If you’ve heard of the Vatican Secret Archives, you know that it’s one of the most grandiose collections of historical data in the world. To this point, it’s also been completely useless to those who have tried to understand the majority of what’s in it.
The VSA is located within the walls of the Vatican, just north of the Sistine Chapel and right next to the Apostolic Library. It houses 53 linear miles of shelving dating back more than 12 centuries. This includes please from Mary Queen of Scots to Pope Sixtus V just before she was executed, the papal bull that excommunicated Martin Luther, and much more. There’s nothing like the VSA in the entire world.
Of all the information available in the VSA, only a few pages have been made available online to researchers and students. Not very many pages of text have been scanned and made searchable, making it very difficult to find much within the vast amount of information behind the walls of the Vatican. If what you’re looking for isn’t available with the basic search, you must apply for access and go through the archives yourself to find what you need. Even then, there’s no guarantee.

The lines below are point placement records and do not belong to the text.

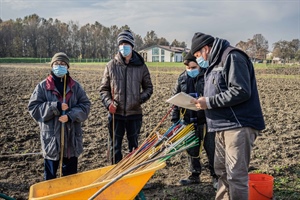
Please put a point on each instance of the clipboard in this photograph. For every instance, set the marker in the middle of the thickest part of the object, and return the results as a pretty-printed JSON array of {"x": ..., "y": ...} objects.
[{"x": 183, "y": 100}]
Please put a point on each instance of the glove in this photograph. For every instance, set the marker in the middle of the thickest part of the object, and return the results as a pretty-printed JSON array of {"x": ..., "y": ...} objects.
[{"x": 112, "y": 108}]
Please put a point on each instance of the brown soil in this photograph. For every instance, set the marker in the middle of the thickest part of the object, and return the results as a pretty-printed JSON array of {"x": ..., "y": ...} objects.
[{"x": 276, "y": 150}]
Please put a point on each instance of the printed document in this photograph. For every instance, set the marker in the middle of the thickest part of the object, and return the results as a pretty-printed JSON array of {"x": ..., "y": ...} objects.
[{"x": 183, "y": 100}]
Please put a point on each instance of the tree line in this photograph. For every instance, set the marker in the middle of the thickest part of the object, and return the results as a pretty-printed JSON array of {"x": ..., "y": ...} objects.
[{"x": 38, "y": 37}]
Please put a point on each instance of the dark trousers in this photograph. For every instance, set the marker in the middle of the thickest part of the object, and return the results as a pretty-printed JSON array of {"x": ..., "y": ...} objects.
[
  {"x": 194, "y": 152},
  {"x": 69, "y": 166},
  {"x": 132, "y": 127}
]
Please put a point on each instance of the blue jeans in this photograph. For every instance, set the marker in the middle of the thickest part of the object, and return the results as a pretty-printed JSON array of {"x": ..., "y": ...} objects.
[
  {"x": 69, "y": 166},
  {"x": 132, "y": 127}
]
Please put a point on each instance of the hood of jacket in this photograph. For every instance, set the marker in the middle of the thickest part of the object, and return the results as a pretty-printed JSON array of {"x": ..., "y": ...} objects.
[
  {"x": 135, "y": 60},
  {"x": 217, "y": 50}
]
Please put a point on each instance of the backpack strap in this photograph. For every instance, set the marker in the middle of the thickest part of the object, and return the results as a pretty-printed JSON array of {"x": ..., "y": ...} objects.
[
  {"x": 227, "y": 51},
  {"x": 225, "y": 54}
]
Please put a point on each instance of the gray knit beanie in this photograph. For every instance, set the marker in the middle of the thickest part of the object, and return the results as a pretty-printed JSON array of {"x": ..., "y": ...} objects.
[
  {"x": 60, "y": 57},
  {"x": 199, "y": 41},
  {"x": 126, "y": 36}
]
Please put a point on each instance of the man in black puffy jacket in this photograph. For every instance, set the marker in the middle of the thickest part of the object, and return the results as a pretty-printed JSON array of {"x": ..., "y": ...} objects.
[
  {"x": 232, "y": 108},
  {"x": 191, "y": 81},
  {"x": 126, "y": 85}
]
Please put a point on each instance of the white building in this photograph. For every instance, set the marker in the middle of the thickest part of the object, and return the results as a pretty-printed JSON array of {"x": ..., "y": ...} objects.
[{"x": 159, "y": 53}]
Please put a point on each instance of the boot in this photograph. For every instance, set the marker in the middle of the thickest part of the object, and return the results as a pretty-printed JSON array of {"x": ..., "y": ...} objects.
[
  {"x": 215, "y": 182},
  {"x": 192, "y": 179}
]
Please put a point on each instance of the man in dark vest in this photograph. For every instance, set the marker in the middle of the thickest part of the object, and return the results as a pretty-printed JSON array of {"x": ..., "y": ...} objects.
[{"x": 232, "y": 107}]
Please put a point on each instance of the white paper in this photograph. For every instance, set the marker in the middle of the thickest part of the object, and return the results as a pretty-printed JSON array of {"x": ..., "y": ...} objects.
[{"x": 183, "y": 100}]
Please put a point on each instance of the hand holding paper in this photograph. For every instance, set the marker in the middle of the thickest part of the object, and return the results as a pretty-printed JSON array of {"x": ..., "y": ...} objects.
[{"x": 184, "y": 100}]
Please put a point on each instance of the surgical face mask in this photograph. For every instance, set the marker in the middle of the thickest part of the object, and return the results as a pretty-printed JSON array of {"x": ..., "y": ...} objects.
[
  {"x": 192, "y": 72},
  {"x": 125, "y": 50},
  {"x": 59, "y": 70},
  {"x": 202, "y": 63}
]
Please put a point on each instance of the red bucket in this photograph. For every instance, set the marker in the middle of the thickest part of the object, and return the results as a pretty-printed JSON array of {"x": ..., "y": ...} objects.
[{"x": 260, "y": 187}]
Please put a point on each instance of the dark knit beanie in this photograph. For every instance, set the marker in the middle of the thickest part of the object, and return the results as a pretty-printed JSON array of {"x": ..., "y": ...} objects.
[
  {"x": 126, "y": 36},
  {"x": 188, "y": 58},
  {"x": 60, "y": 57},
  {"x": 199, "y": 41}
]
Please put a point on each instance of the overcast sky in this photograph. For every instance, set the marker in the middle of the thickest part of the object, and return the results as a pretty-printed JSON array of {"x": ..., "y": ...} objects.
[{"x": 234, "y": 20}]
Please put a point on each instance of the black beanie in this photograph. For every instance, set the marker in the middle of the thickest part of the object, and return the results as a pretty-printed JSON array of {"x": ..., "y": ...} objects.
[
  {"x": 199, "y": 41},
  {"x": 188, "y": 58},
  {"x": 60, "y": 57},
  {"x": 126, "y": 36}
]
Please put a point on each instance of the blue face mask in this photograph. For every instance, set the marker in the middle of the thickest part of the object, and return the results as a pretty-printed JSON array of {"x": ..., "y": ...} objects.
[
  {"x": 125, "y": 50},
  {"x": 202, "y": 63},
  {"x": 59, "y": 70},
  {"x": 192, "y": 72}
]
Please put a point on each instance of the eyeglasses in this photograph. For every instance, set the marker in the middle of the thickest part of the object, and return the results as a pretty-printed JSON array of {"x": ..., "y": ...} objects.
[{"x": 60, "y": 63}]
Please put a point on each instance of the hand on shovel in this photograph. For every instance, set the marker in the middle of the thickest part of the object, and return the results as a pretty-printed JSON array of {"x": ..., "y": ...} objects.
[{"x": 64, "y": 118}]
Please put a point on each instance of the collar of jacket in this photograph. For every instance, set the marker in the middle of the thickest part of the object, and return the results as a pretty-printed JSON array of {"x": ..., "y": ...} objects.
[{"x": 50, "y": 85}]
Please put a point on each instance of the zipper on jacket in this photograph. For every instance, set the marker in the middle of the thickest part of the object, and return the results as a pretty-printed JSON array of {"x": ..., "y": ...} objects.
[
  {"x": 125, "y": 85},
  {"x": 216, "y": 85}
]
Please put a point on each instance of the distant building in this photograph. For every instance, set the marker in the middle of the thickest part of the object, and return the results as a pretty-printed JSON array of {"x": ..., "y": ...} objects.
[{"x": 160, "y": 53}]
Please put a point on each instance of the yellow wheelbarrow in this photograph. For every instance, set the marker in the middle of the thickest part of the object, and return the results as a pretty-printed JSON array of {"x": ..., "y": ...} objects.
[{"x": 83, "y": 185}]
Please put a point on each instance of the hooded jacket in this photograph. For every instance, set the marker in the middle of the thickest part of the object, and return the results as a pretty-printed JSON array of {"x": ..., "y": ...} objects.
[
  {"x": 182, "y": 85},
  {"x": 129, "y": 85},
  {"x": 43, "y": 108},
  {"x": 231, "y": 89}
]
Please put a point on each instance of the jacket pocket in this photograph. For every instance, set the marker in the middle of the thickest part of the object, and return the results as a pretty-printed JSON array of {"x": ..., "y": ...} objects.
[
  {"x": 78, "y": 142},
  {"x": 49, "y": 144}
]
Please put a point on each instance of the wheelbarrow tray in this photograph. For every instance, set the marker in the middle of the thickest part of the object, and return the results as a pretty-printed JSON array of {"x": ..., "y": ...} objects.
[{"x": 83, "y": 186}]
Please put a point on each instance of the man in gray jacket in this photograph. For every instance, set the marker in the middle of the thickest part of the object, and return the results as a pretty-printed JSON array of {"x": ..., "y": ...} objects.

In Condice Ratio Will Make A Difference
A new project called In Condice Ratio is marrying artificial intelligence with optical-character-recognition (OCR) to scan through all of this information that has yet to be sorted through and uploaded to the online database.
OCR is used to scan books, images, and other printed material in order to transform it into machine-encoded text. It is a common method of digitizing printed texts so that they can be electronically edited, searched, stored more compactly, displayed on-line, and used in machine processes such as cognitive computing, machine translation, text-to-speech, key data and text mining.
The traditional OCR method is great for typeset text, but doesn’t work so well with handwritten documents, which make up the majority of the information in the VSA. Since OCR works by reading the spaces in between text, known as dirty segmentation, reading text from centuries ago that look like a mix between calligraphy and cursive can be rather difficult to accomplish. OCR can’t tell where one letter stops and another starts, and therefore doesn’t know how many letters there are.
By using AI to enhance OCR and create what is known as jigsaw segmentation, the tool is able to identify separate pen strokes rather than relying on identifying whole letters or words. The four scientists behind the project – Paolo Merialdo, Donatella Firmani, and Elena Nieddu at Roma Tre University, and Marco Maiorino at the VSA – explain how the advanced process works. In jigsaw segmentation, OCR looks at the thinner strokes, making it easier to analyze them, then carves out letters using the joints of the strokes, thus creating what looks like jigsaw pieces. These pieces are then scanned and turned into searchable data, which in this case is uploaded to an online database.
The VSA isn’t its only archive the project has its sights on, either. If it can successfully grant more access to the VSA, In Condice Ratio also plans to tackle other large archives around the world.
Putting OCR to the Test
To give the refined OCR an opportunity to show its true potential, the team had it scour through documents from the Vatican Register. The 18,000-page batch of documents includes letters to European kings, rulings on legal matters, and other correspondence between rulers and religious leaders from centuries ago.
The software received a 96% success rate after it finished reading through the documents. The most common mistakes made were with letters ‘m’, ‘n’, and ‘i’, as well as cofusing the archaic ‘f’ with ‘s’. While it would be ideal to have 100% accuracy, “imperfect transcriptions can provide enough information and context about the manuscript at hand” to be useful, says Paolo Merialdo.
The team claims that, like any form of AI, the process will improve itself over time. As it teaches itself to detect more distinct features between these letters, the results will become much more accurate. In Condice Ratio also plans to implement its strategy – jigsaw segmentation mixed with crowdsourced training of the software – to other projects and languages.
Although this is expected to make great progress in this type of research, Rega Wood, a historian of philosophy and paleographer (expert on ancient handwriting) at Indiana University, claims even artificial intelligence will always have some kind of limitation. It “will be problematic for manuscripts that are not professionally written but copied by nonprofessionals,” she says. The larger amount of information it has access to, the less accurate it will be as well. In some cases, says Wood, “it is not only more accurate, but just as quick to make transcriptions without such technology.”